Он увидел, как по щекам девушки покатились крупные слезы. Она даже не пыталась скрыть их и плакала без всякого стеснения.
Сеабра даже подумал, что ей жалко саму себя. Мариана, сознавая непостоянство Жулио, знала, что если он уедет, то навсегда. Может быть, это будет поводом, которого так не хватало Жулио, чтобы вновь пуститься в странствия, позволяющие ему вновь начать жизнь множество раз и всегда в новом обличье. В этот момент Мариана была только женщиной.
— А что скажут товарищи, когда узнают, что он исчез? Что будет тогда?
— Мы там останемся, — холодно сказал Сеабра.
Она не ответила. Но в ее взгляде проскользнуло раздражение и презрение.
— Я пойду за отцом.
Она не объяснила, зачем понадобился ей отец. Какая-то мысль заставила ее нахмурить брови. Сеабра уже раскаивался, что пришел сюда, и после небольшой паузы сказал:
— Будет лучше, если вы сами убедите Жулио уехать отсюда как можно скорее. Если вы его найдете, я сам отвезу его на вокзал под любым предлогом и поищу также Зе Марию.
Мариана надела свитер поверх блузки и, уже выйдя на улицу, покинула Сеабру. Она прекрасно знала с самого начала, какое примет решение, но не хотела анализировать его, искать в связи с этим доводы за и против. Она не желала ни о чем думать. Она хотела лишь, чтобы первоначальный порыв в этот раз помог ей довести все до конца, сделав напрасными все попытки к бегству. Бежать означало оживить сомнения, раздваивавшие ее душу. Но с отцом ей было необходимо переговорить. Или же просто увидеть его, чтобы сохранить до конца цельное, единственное звено прошлого. Что оставалось позади, если не отец?

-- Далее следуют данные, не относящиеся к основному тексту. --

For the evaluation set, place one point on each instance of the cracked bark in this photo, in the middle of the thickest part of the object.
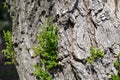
(82, 23)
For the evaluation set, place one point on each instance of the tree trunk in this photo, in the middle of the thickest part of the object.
(82, 23)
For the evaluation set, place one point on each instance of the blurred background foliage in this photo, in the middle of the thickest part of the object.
(7, 72)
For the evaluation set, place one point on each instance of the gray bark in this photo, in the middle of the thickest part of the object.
(82, 23)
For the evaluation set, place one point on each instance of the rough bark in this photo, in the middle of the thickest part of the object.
(82, 23)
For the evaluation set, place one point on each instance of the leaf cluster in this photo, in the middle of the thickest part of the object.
(117, 65)
(9, 51)
(95, 54)
(47, 49)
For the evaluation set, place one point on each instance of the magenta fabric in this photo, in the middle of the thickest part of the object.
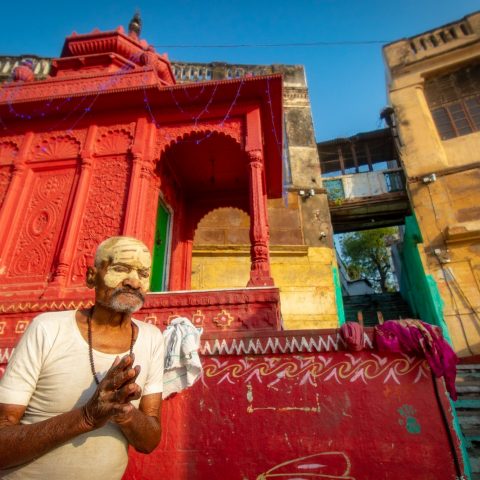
(352, 333)
(420, 338)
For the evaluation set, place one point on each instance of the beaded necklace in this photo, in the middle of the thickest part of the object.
(90, 348)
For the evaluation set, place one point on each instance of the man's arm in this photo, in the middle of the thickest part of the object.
(22, 443)
(142, 427)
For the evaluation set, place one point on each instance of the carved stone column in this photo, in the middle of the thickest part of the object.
(142, 171)
(259, 232)
(68, 249)
(12, 200)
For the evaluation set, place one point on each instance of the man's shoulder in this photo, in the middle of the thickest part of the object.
(148, 327)
(52, 319)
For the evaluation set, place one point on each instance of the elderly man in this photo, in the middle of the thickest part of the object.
(71, 399)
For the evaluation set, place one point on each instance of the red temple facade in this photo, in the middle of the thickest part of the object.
(106, 144)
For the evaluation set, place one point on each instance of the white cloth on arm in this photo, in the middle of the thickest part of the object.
(182, 363)
(50, 374)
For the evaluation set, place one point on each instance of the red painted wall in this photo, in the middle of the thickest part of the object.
(303, 415)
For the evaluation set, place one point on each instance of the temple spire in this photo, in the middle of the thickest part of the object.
(135, 25)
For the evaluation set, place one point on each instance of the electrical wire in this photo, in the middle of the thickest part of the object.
(275, 45)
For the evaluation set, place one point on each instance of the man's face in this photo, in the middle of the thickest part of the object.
(122, 281)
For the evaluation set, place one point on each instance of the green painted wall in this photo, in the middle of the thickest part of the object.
(157, 283)
(417, 288)
(338, 296)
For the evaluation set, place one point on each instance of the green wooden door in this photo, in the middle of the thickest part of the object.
(160, 249)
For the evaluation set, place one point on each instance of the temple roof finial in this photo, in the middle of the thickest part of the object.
(135, 25)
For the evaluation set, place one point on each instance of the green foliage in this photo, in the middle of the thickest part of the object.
(366, 255)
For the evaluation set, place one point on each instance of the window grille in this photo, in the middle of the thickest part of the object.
(454, 101)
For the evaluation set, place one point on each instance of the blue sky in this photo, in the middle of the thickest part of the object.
(346, 83)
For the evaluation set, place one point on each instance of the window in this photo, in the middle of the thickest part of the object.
(454, 100)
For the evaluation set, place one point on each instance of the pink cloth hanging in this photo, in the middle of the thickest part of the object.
(420, 338)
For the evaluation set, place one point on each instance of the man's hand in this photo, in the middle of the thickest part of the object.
(111, 400)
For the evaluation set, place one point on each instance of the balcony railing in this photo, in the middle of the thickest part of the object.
(349, 187)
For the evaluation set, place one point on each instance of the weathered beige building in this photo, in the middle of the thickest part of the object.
(434, 89)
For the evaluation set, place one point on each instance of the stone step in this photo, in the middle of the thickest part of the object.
(467, 389)
(467, 382)
(469, 366)
(467, 403)
(469, 420)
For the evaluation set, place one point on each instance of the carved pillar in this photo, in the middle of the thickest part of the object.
(70, 240)
(142, 170)
(133, 203)
(11, 203)
(259, 233)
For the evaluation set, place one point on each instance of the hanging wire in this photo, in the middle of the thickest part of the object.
(276, 45)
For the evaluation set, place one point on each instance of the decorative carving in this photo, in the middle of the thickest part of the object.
(46, 306)
(223, 319)
(104, 212)
(42, 222)
(5, 179)
(8, 152)
(60, 86)
(113, 140)
(345, 368)
(198, 319)
(56, 147)
(259, 232)
(24, 72)
(169, 135)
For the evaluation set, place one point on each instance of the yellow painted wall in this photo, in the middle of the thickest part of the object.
(447, 210)
(303, 275)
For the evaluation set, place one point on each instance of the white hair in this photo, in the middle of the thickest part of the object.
(101, 254)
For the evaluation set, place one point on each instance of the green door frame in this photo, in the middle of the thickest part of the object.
(161, 249)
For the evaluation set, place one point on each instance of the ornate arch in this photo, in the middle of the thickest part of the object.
(212, 212)
(168, 136)
(55, 147)
(111, 141)
(8, 152)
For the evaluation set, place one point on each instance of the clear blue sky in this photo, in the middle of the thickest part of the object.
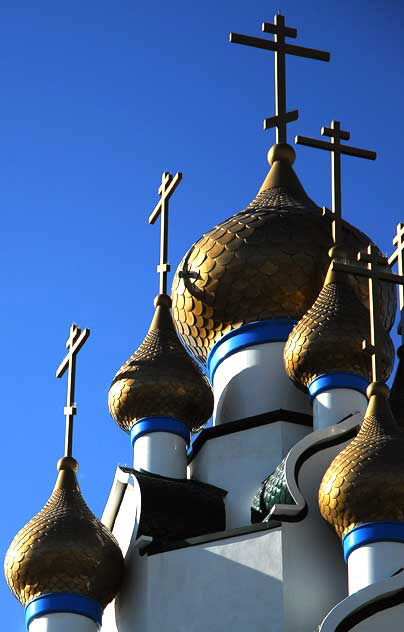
(98, 98)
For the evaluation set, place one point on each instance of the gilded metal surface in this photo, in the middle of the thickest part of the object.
(397, 390)
(268, 261)
(160, 379)
(329, 336)
(64, 548)
(365, 482)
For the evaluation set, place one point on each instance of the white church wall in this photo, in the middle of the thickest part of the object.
(314, 568)
(232, 584)
(253, 381)
(63, 622)
(238, 462)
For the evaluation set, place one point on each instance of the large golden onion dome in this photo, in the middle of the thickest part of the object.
(160, 379)
(64, 548)
(365, 482)
(268, 261)
(328, 339)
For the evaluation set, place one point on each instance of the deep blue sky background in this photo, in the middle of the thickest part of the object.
(98, 98)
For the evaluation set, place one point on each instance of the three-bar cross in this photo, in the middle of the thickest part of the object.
(74, 343)
(375, 272)
(168, 185)
(337, 149)
(281, 49)
(398, 257)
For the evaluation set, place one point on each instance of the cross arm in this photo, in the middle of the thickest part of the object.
(173, 183)
(343, 149)
(360, 271)
(77, 346)
(291, 49)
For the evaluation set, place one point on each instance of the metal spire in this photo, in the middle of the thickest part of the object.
(168, 185)
(398, 257)
(336, 134)
(375, 272)
(281, 49)
(74, 343)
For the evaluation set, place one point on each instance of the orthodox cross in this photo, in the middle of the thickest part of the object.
(375, 272)
(74, 343)
(168, 185)
(336, 134)
(398, 257)
(281, 49)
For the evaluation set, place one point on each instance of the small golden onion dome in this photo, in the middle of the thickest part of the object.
(64, 548)
(365, 482)
(268, 261)
(329, 337)
(397, 390)
(161, 379)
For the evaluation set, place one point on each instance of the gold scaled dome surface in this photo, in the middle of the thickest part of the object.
(64, 548)
(161, 379)
(329, 337)
(268, 261)
(365, 482)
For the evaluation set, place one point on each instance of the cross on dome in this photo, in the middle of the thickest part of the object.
(375, 272)
(74, 343)
(398, 257)
(337, 149)
(168, 185)
(281, 49)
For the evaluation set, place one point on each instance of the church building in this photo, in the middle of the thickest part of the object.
(286, 514)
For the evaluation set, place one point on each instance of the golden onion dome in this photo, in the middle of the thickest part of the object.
(328, 339)
(64, 548)
(397, 390)
(268, 261)
(365, 482)
(160, 379)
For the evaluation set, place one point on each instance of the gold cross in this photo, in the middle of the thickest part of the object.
(336, 149)
(281, 49)
(168, 185)
(74, 343)
(398, 257)
(375, 273)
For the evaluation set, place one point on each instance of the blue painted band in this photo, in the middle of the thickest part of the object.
(369, 532)
(147, 425)
(275, 330)
(331, 381)
(63, 602)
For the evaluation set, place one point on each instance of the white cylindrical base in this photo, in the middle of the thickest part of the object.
(331, 407)
(374, 562)
(253, 381)
(63, 622)
(162, 453)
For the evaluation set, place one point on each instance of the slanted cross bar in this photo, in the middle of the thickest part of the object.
(168, 185)
(398, 257)
(281, 49)
(375, 272)
(337, 149)
(74, 343)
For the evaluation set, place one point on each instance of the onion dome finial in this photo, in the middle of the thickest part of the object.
(364, 483)
(328, 339)
(265, 262)
(160, 379)
(64, 548)
(397, 390)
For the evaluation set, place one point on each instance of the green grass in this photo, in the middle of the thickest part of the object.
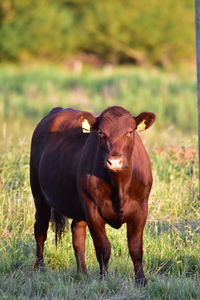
(172, 233)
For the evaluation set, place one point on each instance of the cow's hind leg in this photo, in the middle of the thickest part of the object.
(42, 217)
(135, 229)
(78, 240)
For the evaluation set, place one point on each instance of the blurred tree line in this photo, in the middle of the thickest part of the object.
(116, 31)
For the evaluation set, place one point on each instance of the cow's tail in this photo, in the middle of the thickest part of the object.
(59, 223)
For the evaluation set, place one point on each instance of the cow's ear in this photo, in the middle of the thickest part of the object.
(87, 120)
(144, 120)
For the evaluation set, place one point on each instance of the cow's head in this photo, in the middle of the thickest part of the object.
(116, 129)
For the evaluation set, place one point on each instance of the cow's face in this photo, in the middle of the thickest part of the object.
(116, 129)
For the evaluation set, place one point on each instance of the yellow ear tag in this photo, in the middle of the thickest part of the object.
(141, 126)
(85, 126)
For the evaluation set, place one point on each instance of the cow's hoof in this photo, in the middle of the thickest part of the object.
(141, 282)
(39, 263)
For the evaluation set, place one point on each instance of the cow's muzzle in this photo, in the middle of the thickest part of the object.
(116, 163)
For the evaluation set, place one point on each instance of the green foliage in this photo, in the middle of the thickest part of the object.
(171, 238)
(159, 32)
(30, 94)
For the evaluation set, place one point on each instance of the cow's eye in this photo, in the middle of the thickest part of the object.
(100, 133)
(129, 133)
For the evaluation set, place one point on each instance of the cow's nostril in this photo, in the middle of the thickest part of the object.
(109, 162)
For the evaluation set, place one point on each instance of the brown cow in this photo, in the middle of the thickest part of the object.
(94, 170)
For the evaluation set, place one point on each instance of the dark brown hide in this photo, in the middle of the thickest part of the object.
(94, 178)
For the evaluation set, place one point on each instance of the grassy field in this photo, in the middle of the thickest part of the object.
(172, 234)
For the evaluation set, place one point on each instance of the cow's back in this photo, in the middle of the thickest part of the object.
(56, 146)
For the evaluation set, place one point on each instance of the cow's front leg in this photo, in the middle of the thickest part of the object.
(96, 225)
(135, 229)
(78, 240)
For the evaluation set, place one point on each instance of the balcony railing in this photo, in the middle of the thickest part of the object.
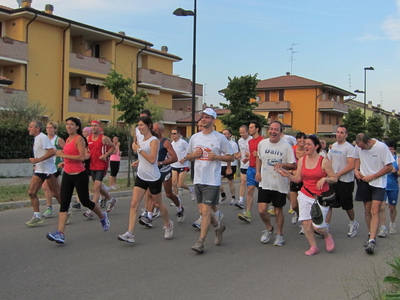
(13, 49)
(333, 106)
(162, 81)
(88, 63)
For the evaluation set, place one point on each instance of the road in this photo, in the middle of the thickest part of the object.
(94, 265)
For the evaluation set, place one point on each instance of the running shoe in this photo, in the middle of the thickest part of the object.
(127, 237)
(111, 204)
(279, 241)
(169, 230)
(180, 215)
(89, 214)
(218, 234)
(48, 213)
(56, 236)
(34, 221)
(353, 229)
(105, 222)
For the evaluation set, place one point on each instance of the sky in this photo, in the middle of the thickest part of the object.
(333, 40)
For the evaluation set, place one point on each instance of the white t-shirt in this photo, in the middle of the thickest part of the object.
(373, 160)
(339, 154)
(271, 154)
(41, 144)
(180, 147)
(235, 149)
(244, 147)
(208, 172)
(146, 170)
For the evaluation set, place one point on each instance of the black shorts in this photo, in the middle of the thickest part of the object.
(153, 186)
(344, 195)
(267, 196)
(180, 170)
(230, 176)
(366, 192)
(295, 187)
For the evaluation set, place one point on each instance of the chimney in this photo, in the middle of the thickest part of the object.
(26, 3)
(49, 9)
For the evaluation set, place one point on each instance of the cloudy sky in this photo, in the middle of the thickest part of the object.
(334, 40)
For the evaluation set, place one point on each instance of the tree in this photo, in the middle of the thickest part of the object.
(354, 121)
(394, 130)
(238, 94)
(375, 127)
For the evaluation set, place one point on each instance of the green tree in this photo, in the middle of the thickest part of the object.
(238, 94)
(375, 127)
(394, 130)
(354, 121)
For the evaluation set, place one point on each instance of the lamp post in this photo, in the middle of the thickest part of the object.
(180, 12)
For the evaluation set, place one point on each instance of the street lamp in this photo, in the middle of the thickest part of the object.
(180, 12)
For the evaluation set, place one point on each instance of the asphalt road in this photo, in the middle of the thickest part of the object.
(94, 265)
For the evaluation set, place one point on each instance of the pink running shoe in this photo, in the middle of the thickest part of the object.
(312, 251)
(330, 244)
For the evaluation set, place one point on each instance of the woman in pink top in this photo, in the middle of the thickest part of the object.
(315, 172)
(74, 177)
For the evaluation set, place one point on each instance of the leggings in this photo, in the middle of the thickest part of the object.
(81, 183)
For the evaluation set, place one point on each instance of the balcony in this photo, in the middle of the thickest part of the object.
(89, 106)
(8, 94)
(274, 106)
(89, 64)
(159, 81)
(13, 51)
(332, 106)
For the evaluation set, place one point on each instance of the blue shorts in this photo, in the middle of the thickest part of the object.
(251, 177)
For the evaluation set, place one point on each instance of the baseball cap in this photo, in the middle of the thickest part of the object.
(210, 112)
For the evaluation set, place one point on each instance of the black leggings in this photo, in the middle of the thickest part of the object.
(81, 183)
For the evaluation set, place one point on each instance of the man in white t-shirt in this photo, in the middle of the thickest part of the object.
(342, 156)
(207, 149)
(228, 169)
(243, 156)
(43, 151)
(373, 161)
(273, 154)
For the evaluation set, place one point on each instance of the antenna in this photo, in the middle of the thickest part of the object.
(291, 56)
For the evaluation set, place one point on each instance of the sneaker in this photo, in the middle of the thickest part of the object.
(111, 204)
(48, 213)
(127, 237)
(279, 241)
(105, 222)
(245, 217)
(239, 204)
(266, 235)
(370, 247)
(145, 221)
(218, 234)
(295, 218)
(192, 194)
(197, 223)
(34, 221)
(199, 246)
(56, 236)
(312, 251)
(180, 215)
(103, 202)
(169, 230)
(219, 216)
(392, 228)
(89, 214)
(382, 231)
(329, 243)
(353, 229)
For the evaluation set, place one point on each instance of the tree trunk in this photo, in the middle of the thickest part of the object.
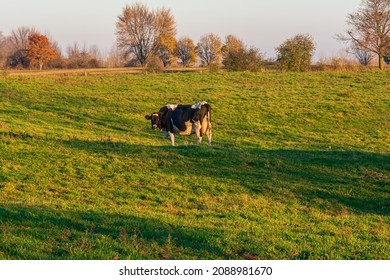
(381, 62)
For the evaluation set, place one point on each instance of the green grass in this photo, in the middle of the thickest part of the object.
(299, 167)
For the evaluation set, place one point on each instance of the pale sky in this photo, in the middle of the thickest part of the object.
(264, 24)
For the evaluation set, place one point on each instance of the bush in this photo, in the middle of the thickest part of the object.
(154, 64)
(243, 60)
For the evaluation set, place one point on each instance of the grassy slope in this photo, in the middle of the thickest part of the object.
(299, 169)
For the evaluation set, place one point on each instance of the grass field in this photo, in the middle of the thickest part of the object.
(299, 167)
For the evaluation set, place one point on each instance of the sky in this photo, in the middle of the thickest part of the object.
(264, 24)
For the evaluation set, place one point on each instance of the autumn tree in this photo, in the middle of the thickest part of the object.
(232, 44)
(186, 51)
(209, 49)
(369, 28)
(363, 56)
(40, 50)
(296, 53)
(81, 57)
(142, 32)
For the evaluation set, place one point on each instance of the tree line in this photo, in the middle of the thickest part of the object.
(147, 38)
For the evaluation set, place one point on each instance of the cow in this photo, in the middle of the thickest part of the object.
(183, 120)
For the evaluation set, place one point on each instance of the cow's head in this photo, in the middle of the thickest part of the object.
(155, 120)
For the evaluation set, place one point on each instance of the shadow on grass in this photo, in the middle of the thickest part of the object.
(353, 179)
(67, 234)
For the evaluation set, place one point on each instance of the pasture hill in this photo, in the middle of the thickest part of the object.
(299, 167)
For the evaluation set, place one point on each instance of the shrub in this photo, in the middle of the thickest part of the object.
(154, 64)
(243, 60)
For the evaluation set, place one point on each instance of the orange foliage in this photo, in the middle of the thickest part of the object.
(40, 50)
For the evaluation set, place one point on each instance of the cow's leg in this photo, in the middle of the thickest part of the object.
(172, 136)
(198, 132)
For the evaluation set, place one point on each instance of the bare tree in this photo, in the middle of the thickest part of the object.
(237, 57)
(18, 42)
(363, 56)
(296, 53)
(369, 28)
(166, 41)
(186, 51)
(209, 49)
(140, 32)
(115, 58)
(4, 50)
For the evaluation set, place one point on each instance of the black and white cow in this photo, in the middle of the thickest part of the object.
(184, 120)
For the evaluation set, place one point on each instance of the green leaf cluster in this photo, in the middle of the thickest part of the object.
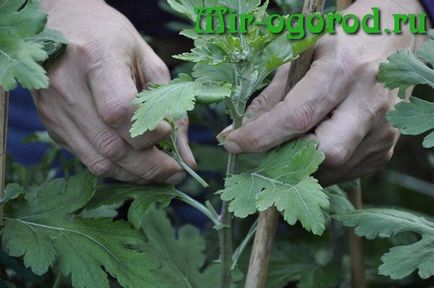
(228, 67)
(44, 228)
(311, 269)
(282, 180)
(400, 261)
(181, 253)
(24, 44)
(403, 71)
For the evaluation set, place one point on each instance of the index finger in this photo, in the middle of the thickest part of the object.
(310, 101)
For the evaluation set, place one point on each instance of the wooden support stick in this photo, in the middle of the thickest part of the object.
(268, 220)
(343, 4)
(358, 276)
(3, 133)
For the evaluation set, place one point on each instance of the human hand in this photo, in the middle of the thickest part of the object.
(338, 103)
(87, 105)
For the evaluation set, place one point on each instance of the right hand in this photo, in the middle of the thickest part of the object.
(87, 107)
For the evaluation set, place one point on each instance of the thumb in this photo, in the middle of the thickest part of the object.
(270, 97)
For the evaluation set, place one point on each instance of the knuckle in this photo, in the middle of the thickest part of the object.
(183, 123)
(102, 168)
(259, 103)
(391, 136)
(163, 71)
(153, 170)
(389, 155)
(115, 113)
(256, 143)
(336, 156)
(110, 145)
(299, 119)
(46, 114)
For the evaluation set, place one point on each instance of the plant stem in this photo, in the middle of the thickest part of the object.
(58, 281)
(262, 248)
(181, 161)
(358, 276)
(199, 206)
(243, 245)
(193, 174)
(268, 220)
(225, 231)
(3, 134)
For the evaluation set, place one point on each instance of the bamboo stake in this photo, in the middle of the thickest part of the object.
(268, 220)
(343, 4)
(3, 133)
(358, 276)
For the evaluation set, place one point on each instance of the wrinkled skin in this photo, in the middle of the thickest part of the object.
(338, 103)
(87, 105)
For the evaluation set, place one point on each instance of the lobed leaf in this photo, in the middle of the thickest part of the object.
(289, 265)
(181, 253)
(282, 180)
(172, 101)
(144, 197)
(400, 261)
(44, 229)
(406, 69)
(414, 118)
(20, 21)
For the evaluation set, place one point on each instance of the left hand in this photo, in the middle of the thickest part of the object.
(338, 103)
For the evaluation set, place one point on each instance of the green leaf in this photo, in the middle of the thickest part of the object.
(400, 261)
(223, 73)
(20, 20)
(277, 53)
(186, 7)
(338, 200)
(144, 197)
(414, 118)
(53, 42)
(181, 253)
(242, 7)
(289, 265)
(205, 51)
(171, 100)
(12, 191)
(47, 233)
(405, 69)
(282, 180)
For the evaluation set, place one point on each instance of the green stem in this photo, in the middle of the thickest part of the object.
(181, 162)
(225, 231)
(58, 281)
(199, 206)
(193, 174)
(239, 251)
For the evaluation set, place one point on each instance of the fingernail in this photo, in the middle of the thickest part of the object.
(222, 136)
(233, 147)
(176, 179)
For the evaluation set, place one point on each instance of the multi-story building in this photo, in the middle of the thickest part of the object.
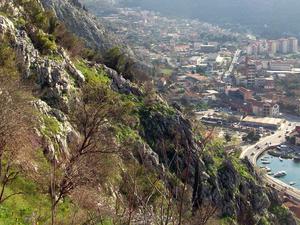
(265, 108)
(280, 66)
(283, 45)
(250, 74)
(266, 83)
(292, 45)
(272, 47)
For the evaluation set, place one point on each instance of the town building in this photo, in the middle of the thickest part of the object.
(251, 72)
(293, 45)
(294, 136)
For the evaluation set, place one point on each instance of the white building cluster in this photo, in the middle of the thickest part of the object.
(272, 47)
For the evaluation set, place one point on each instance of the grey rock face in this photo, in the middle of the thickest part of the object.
(120, 84)
(66, 135)
(82, 24)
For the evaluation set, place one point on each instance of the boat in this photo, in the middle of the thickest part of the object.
(280, 174)
(296, 159)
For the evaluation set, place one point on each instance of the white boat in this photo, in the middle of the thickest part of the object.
(280, 174)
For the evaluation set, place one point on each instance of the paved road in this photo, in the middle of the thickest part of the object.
(252, 152)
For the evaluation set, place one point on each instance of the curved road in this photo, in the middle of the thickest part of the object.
(252, 152)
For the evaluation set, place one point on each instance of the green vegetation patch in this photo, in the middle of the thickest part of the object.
(51, 126)
(93, 76)
(31, 207)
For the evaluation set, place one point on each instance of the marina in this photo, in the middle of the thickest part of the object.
(286, 170)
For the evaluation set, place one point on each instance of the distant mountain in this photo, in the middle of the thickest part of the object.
(268, 17)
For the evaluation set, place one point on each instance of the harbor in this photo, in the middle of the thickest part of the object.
(283, 169)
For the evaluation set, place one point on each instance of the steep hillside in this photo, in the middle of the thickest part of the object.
(82, 145)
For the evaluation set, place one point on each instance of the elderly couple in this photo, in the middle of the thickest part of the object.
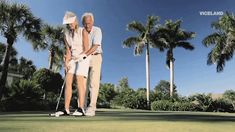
(82, 60)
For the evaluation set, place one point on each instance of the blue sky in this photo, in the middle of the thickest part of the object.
(192, 75)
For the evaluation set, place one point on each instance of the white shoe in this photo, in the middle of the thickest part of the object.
(90, 112)
(79, 112)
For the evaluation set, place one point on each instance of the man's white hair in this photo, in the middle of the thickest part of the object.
(86, 14)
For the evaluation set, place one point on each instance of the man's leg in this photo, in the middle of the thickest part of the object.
(95, 80)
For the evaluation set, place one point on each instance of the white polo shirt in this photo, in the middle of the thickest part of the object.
(95, 37)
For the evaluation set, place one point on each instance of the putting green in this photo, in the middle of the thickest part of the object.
(119, 121)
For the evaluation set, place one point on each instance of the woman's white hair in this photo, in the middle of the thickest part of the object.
(86, 14)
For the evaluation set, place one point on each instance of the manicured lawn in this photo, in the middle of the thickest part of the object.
(119, 121)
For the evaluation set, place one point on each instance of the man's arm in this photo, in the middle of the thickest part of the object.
(92, 49)
(96, 42)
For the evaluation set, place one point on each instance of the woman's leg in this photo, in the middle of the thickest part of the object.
(81, 90)
(68, 90)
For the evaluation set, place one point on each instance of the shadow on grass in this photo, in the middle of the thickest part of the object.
(125, 116)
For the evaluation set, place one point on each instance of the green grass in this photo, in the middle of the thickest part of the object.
(119, 121)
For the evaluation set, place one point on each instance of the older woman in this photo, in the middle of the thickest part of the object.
(76, 62)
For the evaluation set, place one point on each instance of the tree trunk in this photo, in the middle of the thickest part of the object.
(171, 77)
(147, 75)
(51, 59)
(5, 64)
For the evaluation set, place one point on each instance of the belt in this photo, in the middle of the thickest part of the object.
(96, 54)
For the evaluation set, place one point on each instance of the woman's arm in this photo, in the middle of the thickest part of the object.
(85, 41)
(68, 54)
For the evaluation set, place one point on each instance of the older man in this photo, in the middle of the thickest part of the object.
(95, 38)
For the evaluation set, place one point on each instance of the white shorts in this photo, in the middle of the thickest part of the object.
(80, 68)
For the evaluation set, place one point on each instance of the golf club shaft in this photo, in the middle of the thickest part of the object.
(61, 91)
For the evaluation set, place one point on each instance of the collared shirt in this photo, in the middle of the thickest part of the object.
(75, 42)
(95, 37)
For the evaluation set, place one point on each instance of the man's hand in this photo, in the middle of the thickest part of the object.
(80, 58)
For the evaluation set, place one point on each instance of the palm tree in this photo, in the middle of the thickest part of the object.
(223, 41)
(54, 39)
(142, 40)
(26, 67)
(17, 19)
(173, 36)
(12, 58)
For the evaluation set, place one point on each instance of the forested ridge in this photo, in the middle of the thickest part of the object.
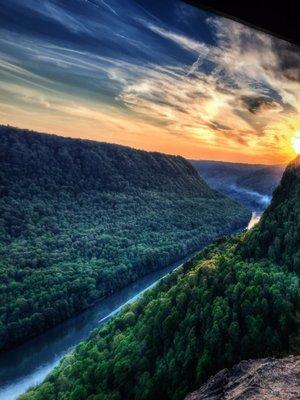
(217, 309)
(278, 235)
(81, 219)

Она знала, что он проводил свободные часы в одном из кабачков в переулочках Байши. Отец будет сильно расстроен, когда дочь придет туда, но она не может уберечь его от такого унижения. Она плохо ориентировалась в лабиринте узких улочек и оказалась снова на том месте, откуда начала свой путь; наконец она узнала дом с широким подъездом с металлической решеткой, к которой крестьяне привязывали животных. Осел ковырял тротуар копытом. Внутри было так сумрачно, что с улицы никого нельзя было различить. Она почувствовала какой-то необычный страх. Однако осмелилась войти. Все, увидев ее, умолкли. Она услышала плеск жидкости, льющейся из горлышка бутыли. Мариана боялась смотреть по сторонам. Черные балки, в некоторых местах почти касавшиеся столов, пугали ее. Слабость начала разливаться по всему ее телу.
Отец поднялся из-за стола и подошел к двери, будто в этом месте, между улицей и помещением кабачка, ее преступление было еще более непростительным.
— Я плохо себя чувствовал и случайно зашел сюда, чтобы выпить минеральной воды. Как ты узнала, что я здесь?.. Уже давно…
— Мне необходимо поговорить с тобой, — оборвала она его, не позволяя продолжать. — Жулио уезжает. И я поеду с ним.
Отец попытался прервать ее жестами и односложными словами; в его взгляде уже не было прежнего блеска. Он опустил глаза.